Without the benefit of Pfeffer’s class or Bauch’s lecture, SCOr members came to similar conclusions.
“Without a conductor, logistically you have to open your ears. You have to play with an ear tuned to everyone else. Eyes on everyone else,” said Koo.
SCOr members stress the importance of collective awareness and speaking up. They feel it is a duty to think about how they want to shape a piece. With a traditional ensemble, musicians learn their part of the piece, show up and follow the conductor, who gets to do most of the experimenting and interpreting.
In March of this year, Koo, Kwong and Yu sought faculty advice from Chris Costanza on forming a collaborative group. There is none better to help them get started than the cellist with Stanford’s ensemble-in-residence, the St. Lawrence String Quartet. “Their idea seemed compelling, and I agreed to help in any way that I could. I have some experience with conductorless ensembles,” he said. “I play in one on a daily basis.”
Remarking on his sans baton experience, Costanza acknowledges that a group of four is almost always conductorless, but he said that once every so often, the St. Lawrence String Quartet expands forces by adding Stanford students and faculty members to create the Stanford Chamber Strings, performing at various locations on campus. “This group, of varied personnel, is always conductorless and embodies the spirit of other such ensembles throughout the country and overseas, such as Orpheus.”
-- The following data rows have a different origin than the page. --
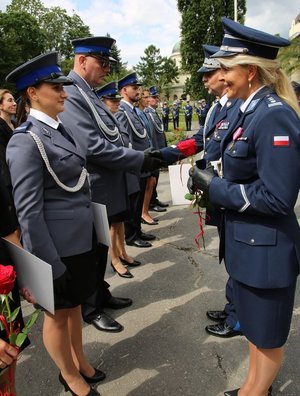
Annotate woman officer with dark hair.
[6,52,105,396]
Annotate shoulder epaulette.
[264,94,283,107]
[14,121,32,134]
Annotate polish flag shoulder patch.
[273,135,290,147]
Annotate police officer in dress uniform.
[6,52,105,396]
[156,44,241,338]
[116,73,157,248]
[144,86,169,220]
[61,37,164,332]
[172,102,179,131]
[183,100,193,131]
[191,18,300,396]
[161,102,170,132]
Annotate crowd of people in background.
[0,13,300,396]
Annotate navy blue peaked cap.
[6,51,73,92]
[118,72,142,90]
[96,81,122,99]
[149,85,158,96]
[213,17,290,59]
[71,36,116,61]
[198,44,221,73]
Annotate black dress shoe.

With recruitment under way in early spring, SCOr applied for and won a Spark! Grant, sponsored by the Stanford Arts Institute. The grant is intended to enhance the rich and varied cultural landscape throughout campus by supporting the creation of arts projects by students, specifically extracurricular live and recorded arts projects. Yu said the grant provided invaluable financial support, covering operational needs such as music rental costs, purchasing music scores that are shared during rehearsal and printing performance fliers and concert programs.
Fast-forward just two months from the early idea days and SCOr is an official Stanford Student Group and has already performed before a public audience at Toyon Hall.
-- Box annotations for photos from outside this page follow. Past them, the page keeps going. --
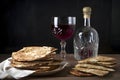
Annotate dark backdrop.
[0,0,120,53]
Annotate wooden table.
[0,54,120,80]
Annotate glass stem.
[60,40,66,60]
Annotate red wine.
[52,25,74,40]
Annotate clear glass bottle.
[73,7,99,60]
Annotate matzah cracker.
[73,68,109,76]
[75,64,115,71]
[12,46,57,61]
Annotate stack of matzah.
[11,46,61,72]
[70,56,116,76]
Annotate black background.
[0,0,120,54]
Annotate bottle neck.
[84,18,90,27]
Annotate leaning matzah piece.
[12,46,57,61]
[11,59,61,69]
[75,64,115,71]
[78,56,115,64]
[73,67,109,76]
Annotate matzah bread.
[70,69,93,77]
[73,56,116,76]
[78,56,115,63]
[11,59,62,69]
[12,46,57,61]
[75,64,115,71]
[73,67,109,76]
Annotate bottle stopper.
[83,7,92,18]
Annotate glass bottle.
[73,7,99,60]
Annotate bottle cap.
[83,7,92,18]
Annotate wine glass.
[51,16,76,60]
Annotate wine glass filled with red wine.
[51,16,76,60]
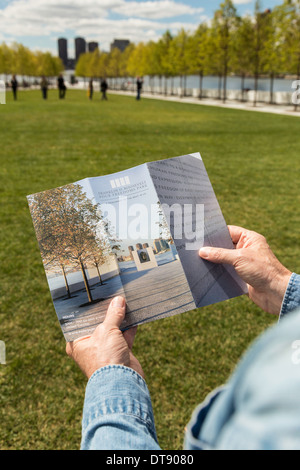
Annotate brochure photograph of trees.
[27,153,247,341]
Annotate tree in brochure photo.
[28,153,247,341]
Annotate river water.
[144,75,294,92]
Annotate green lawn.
[0,91,300,450]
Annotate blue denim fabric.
[280,273,300,319]
[81,274,300,450]
[81,366,159,450]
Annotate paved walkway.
[109,90,300,117]
[54,260,195,341]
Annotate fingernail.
[199,247,211,258]
[112,296,125,307]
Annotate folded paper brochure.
[28,153,247,341]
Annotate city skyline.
[0,0,282,58]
In true democratic fashion, the members voted on their first performance attire and the program. They debuted without ties, and the program they collectively chose was Aaron Copland’s Appalachian Spring and Sergei Prokofiev’s Symphony No. 1 in D major.
Yu praised her fellow musicians on their sprint from inception to performance. “Our performance was a testament to the hard work and talent of our musicians. We had two months to pull off a challenging program, and over the course of only eight full rehearsals were able to learn the music while experimenting with a new rehearsal model,” she said. “I have so much respect for the musicians in our group and am incredibly grateful for their open-mindedness, honesty, perseverance and enthusiasm throughout this process.”
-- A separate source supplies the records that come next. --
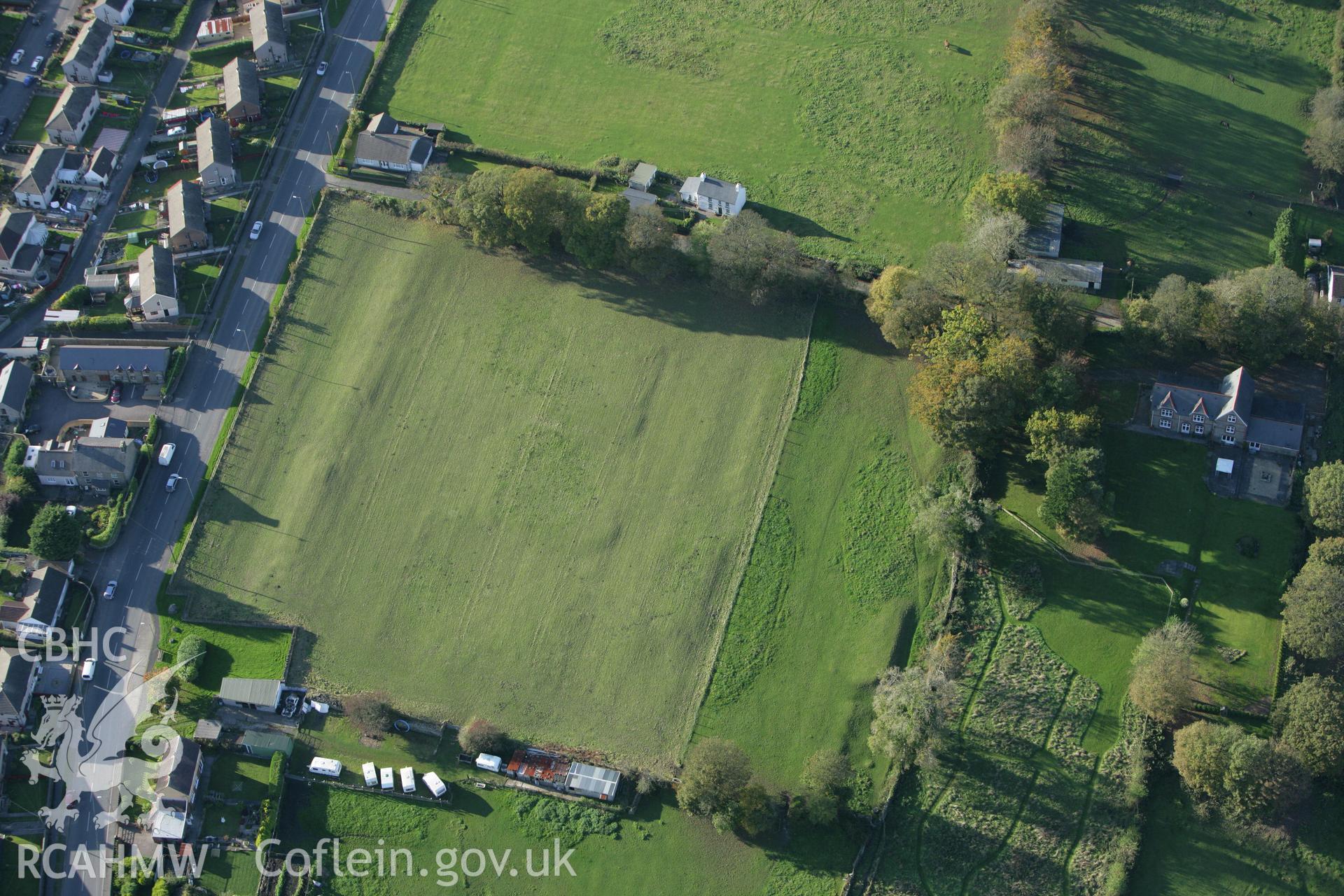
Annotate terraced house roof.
[196,118,234,171]
[13,144,66,195]
[225,58,260,108]
[60,19,113,69]
[47,85,98,130]
[168,180,206,237]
Costanza concurs. “I’ve been impressed with SCOr’s incredibly democratic, level-headed and organized approach to achieving their musical goals,” he said. “They are a true student-run ensemble, and I respect their desire to approach musical challenges on their own, without regular faculty input.
“I think that going forward, the group will provide a unique and desirable musical outlet for Stanford students; I wish them the best of luck, and I hope to be able to maintain some involvement in helping them achieve their artistic aims going forward.”
Experimentation with organizational models aside, cellist and junior Kwong, who will continue with SCOr next year, said the best part of the group is making music with great friends. “Stanford’s music community is diverse, but close knit. The performance represents how far we’ve come, but the process and rehearsals have been the most rewarding.”